International Day against Homophobia, Transphobia and Biphobia was held on May 17 2017 to raise awareness of the violence and discrimination experienced by LGBTI people internationally. Principal Lawyer Andrew Jewell comments on the implications of a workplace not being accepting of those who identify as LGBTI.

See below article for further details:

PwC bites again; and ‘insouciant’ barrister spars in Federal Court tax dispute – Australian Financial Review

Firms hot for IDAHOT

Finally, a high-five to the firms that turned on a show in support of International Day Against Homophobia, Biphobia & Transphobia this week. MinterEllison hosted Greens MLC Lynn MacLaren, who introduced the 2013 Same-Sex Marriage Bill in Western Australia, in Perth, and Australians 4 Equality philanthropy director Brooke Horne in Sydney.

“It is important to us that our people can bring their whole selves to work and not feel the need to hide their gender identity, sexual orientation or gender expression from colleagues or clients,” said MinterEllison partner Katrina Groshinski.

Upping the celebrity ante, Herbert Smith Freehills held a panel discussion of “leading lesbians in the field of sport and business” in its Melbourne office, including former Victorian cricket captain Kelly Applebee, facilitated by Victorian Human Rights and Equal Opportunity Commission executive director Catherine Dixon. Its London, Hong Kong, Perth (joined by Woodside, Shell and GE) and Brisbane offices also had events. In Brisbane, the star attraction was Olympic beach volleyball gold and bronze medallist Nat Cook.

There was no disputing the message of global disputes head Justin D’Agostino (we know; Hearsay could have aimed higher with that pun): “We see daily reminders of the challenges that LGBTI individuals face.
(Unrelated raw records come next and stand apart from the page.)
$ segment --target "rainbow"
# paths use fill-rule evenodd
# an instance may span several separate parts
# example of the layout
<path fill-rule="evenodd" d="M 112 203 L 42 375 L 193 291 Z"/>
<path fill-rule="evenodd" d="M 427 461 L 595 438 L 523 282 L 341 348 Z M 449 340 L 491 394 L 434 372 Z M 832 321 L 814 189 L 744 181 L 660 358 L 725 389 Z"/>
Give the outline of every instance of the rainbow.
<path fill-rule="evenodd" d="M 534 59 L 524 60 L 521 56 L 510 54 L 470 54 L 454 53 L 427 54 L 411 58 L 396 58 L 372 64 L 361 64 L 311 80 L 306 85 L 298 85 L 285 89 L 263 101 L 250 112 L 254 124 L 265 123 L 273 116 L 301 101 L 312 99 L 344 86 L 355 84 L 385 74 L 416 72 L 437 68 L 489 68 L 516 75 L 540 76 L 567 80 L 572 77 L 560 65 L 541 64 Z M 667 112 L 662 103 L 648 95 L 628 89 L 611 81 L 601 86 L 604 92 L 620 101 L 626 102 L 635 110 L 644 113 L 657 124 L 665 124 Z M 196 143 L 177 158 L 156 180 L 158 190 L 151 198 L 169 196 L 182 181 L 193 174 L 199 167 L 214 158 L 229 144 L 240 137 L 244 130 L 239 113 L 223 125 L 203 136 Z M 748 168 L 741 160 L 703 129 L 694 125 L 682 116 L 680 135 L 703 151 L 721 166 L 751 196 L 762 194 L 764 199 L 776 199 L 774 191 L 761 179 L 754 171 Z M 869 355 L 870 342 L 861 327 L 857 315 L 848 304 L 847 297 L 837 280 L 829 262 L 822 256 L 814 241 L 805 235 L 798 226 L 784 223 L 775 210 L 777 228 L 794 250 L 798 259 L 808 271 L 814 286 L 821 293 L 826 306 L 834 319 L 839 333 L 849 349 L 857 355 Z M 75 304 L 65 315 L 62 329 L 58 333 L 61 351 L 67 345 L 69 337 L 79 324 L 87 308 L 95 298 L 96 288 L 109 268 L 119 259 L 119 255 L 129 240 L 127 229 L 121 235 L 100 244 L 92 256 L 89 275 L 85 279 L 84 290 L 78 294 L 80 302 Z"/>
These events… represent our commitment to, and celebration of, gender identity and sexual orientation diversity.”

A recent local survey found almost 40 per cent of LGBTI people hide their sexuality at work. That is at a possibly large cost to productivity: a UK report by insurer Lloyds found a 15 to 30 per cent boost to productivity and 10 per cent increase in retention rate for staff who were “openly out”.

“If there is a workplace culture of not accepting those who identify as LGBTI can cause a myriad of issues, not only ethically and culturally but also legally,” said McDonald Murholme Principal Andrew Jewell.
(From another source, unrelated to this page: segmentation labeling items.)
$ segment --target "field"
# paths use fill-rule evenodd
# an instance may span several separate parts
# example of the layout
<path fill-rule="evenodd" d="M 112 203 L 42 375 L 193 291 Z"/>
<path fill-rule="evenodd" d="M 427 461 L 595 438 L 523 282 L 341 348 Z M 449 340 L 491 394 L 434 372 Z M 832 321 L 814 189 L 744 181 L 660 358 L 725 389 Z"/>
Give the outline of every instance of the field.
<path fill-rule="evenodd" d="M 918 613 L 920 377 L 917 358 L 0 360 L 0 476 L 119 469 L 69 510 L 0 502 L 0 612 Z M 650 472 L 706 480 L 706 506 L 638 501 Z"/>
The rockstar of the judicial world, former High Court judge Michael Kirby, saved his appearance that day for a less likely venue: Katoomba, the Blue Mountains village famed for its Three Sisters and frosty winters.

Johan Van Vloten, his partner of almost half a century, whose family lived in Lawson at one point, joined.

Their speaking circuit included a pitstop at the smashing local high school nestled a few blocks from those rock-steady sisters.  Hearsay has it on excellent, unbiased (ahem) authority that the school is a good one.

Top notch, judge.  Keep re-writing the rule book.

Reference: PwC bites again; and ‘insouciant’ barrister spars in Federal Court tax dispute, Australian Financial Review, 18th May 2017.